« Nous sommes bien contents de voir que tu es si bien mariée, ma chère sœur. Alors, puisque tu es si à ton aise, sûrement cela ne te fera rien de ne plus recevoir ta rente de quatre cents francs, car nous en avons bien besoin nous-mêmes… »
Et la pauvre Emma fondit en larmes.
IV
HISTOIRE AFFLIGEANTE DE TOULOUMÈS ET DU GENDARME INDULGENT
Je crois déjà avoir fait entendre que le Monarque n’est point, à l’Espélunque, un homme « considéré ». La considération va aux riches, et le Monarque est pauvre, non point de cœur, comme François d’Assise, mais cyniquement, comme Diogène ; ou bien encore aux gens vertueux : le Monarque ne se connaît nulle vertu, à plus forte raison ne lui en reconnaît-on aucune. Mais on l’admire, on en jouit, on l’aime : parce qu’il est gai, parce qu’il est insouciant, parce qu’il est « inventeur », pour ne point dire poète, parce qu’il n’est pas bien loin d’Ulysse et plus près de Panurge ; parce qu’il pourrait être brave, s’il n’était si prudent, et généreux, s’il avait de quoi. On ne voudrait pas être le Monarque et on lui est cependant reconnaissant d’exister : il montre des défauts ou des vices que la plupart possèdent autour de lui ; mais, chez lui, ils sont aimables. Et il n’est rien de tel enfin pour attirer la sympathie que de n’avoir point droit au respect.
Tout le monde l’abreuve. Beaucoup le nourrissent. Cazevieille, qui est maire, le protège. Falgarette, qui est pharmacien, s’excuse de son indulgence à son égard en affirmant qu’il est très intelligent. Peyras, qui n’est pas intelligent, le suit pour voir ce qu’il va faire. Bécougnan, qui est parfois un peu mélancolique parce que son foyer connut des drames intimes, mais qui n’est pas sans ressembler un peu au Monarque, l’envie parce qu’il souhaiterait lui ressembler davantage et l’écoute comme une chanson gaie — et tous le traitent avec une nuance de familiarité condescendante. Ils ne craignent pas de le contredire, ils ne craignent pas de le railler, quitte à l’obliger ensuite : dans ce pays d’esprit clair et léger, nul qui se puisse offenser d’une plaisanterie. Il n’est guère que Touloumès qui demeure sur la réserve. Pourtant Touloumès a de l’argent, Touloumès a des vignes, un pressoir, des chais, des valeurs dans son tiroir ; c’est un gros propriétaire. Et il est bon chasseur, pêcheur aussi adroit, plus passionné encore que le Monarque. Mais en face du Monarque il montre — il ne l’avouerait point ! — quelque chose qui ressemble à de la déférence un peu craintive. C’est que le Monarque peut lui dire : « Touloumès, moi, je ne me suis pas fait rouler par un homme du Nord ! »
Cet homme du Nord était un gendarme alsacien.
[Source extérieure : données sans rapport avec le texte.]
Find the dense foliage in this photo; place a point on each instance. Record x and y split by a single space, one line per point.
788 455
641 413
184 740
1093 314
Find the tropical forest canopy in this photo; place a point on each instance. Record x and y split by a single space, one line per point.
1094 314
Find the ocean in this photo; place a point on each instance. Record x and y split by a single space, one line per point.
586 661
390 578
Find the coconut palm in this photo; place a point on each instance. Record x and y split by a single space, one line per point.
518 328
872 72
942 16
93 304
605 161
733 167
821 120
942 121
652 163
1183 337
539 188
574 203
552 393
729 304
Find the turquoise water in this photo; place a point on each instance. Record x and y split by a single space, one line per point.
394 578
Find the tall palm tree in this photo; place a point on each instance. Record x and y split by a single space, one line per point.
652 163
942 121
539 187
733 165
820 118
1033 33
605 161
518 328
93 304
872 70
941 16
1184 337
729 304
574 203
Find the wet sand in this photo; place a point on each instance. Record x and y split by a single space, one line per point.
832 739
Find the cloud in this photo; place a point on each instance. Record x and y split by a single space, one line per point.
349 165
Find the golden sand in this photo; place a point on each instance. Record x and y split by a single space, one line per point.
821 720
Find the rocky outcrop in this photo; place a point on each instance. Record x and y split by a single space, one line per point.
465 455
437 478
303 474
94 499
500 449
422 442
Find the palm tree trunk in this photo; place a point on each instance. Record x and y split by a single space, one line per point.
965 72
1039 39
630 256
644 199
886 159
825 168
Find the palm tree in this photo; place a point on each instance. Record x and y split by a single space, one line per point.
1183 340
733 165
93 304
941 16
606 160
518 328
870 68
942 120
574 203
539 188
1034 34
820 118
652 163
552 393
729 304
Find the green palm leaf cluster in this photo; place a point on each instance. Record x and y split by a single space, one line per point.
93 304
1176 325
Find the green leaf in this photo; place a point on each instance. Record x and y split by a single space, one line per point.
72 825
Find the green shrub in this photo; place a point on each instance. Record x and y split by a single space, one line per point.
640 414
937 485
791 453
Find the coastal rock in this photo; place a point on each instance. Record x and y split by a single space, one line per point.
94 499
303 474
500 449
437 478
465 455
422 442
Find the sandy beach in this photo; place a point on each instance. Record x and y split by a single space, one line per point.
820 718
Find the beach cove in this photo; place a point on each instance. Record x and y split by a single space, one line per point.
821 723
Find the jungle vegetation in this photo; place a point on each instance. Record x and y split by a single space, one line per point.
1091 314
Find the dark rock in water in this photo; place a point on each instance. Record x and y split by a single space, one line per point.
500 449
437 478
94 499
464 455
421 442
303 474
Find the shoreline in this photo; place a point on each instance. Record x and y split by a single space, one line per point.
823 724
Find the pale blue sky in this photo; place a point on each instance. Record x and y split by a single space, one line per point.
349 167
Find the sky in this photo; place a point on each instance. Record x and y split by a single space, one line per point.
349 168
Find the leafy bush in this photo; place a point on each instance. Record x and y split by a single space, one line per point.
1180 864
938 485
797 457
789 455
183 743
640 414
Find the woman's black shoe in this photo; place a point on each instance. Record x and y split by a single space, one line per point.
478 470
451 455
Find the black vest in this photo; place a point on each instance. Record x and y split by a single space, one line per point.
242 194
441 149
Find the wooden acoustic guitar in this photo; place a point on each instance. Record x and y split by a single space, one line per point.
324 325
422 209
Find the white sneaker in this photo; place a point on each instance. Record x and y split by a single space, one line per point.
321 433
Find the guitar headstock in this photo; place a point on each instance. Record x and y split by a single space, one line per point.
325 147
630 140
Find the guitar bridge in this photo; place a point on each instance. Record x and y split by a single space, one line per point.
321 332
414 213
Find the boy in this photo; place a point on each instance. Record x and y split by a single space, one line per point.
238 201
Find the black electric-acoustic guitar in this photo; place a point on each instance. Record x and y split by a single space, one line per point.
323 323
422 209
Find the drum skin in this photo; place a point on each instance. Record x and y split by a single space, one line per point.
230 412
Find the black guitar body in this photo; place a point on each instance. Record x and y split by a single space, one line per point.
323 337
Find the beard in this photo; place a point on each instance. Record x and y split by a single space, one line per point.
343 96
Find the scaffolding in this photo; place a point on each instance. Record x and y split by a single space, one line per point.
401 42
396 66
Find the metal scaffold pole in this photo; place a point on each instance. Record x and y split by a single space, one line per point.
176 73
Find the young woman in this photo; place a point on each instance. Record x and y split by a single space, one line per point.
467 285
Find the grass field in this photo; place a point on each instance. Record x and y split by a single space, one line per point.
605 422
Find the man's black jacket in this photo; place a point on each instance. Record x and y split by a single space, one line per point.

Et Touloumès n’aimerait pas qu’on fît allusion à cette aventure, qui le déshonore.
C’était un jour qu’il pêchait dans le Gardon.
L’hiver avait été pluvieux, mais tiède ; et, bien qu’on ne fût qu’à la fin du mois de janvier, à travers l’herbe pauvre, des perce-neige sortaient déjà leur tête.
Sous les arbres, qui comme un treillage entre-croisaient leurs branches au-dessus de la rivière rapide, étroite, sinueuse, et dont l’eau très pure paraissait noire à cause des feuilles tombées, naufragées depuis des mois déjà et pourrissant au fond, ces premières fleurs de l’année sortaient par touffes leurs petites urnes blanches, frileuses, sans parfum, mais comme émerveillées qu’il fît assez tiède pour que s’accomplît le mystère de fécondation gardé par leurs corolles candides. La terre moussue, quand on y posait le pied, rejetait l’eau comme une éponge, et l’air était encore tout plein de l’odeur des choses qui lentement se sont décomposées sur les rives, au cours des mois mortels, des mois sans chaleur et presque sans lumière où la végétation s’arrête. Mais parfois cependant, durant quelques secondes, le vent du sud apportait avec lui, comme une bonne nouvelle, des senteurs de résurrection levées très loin, dans les pays où les plantes s’étaient mises à bourgeonner.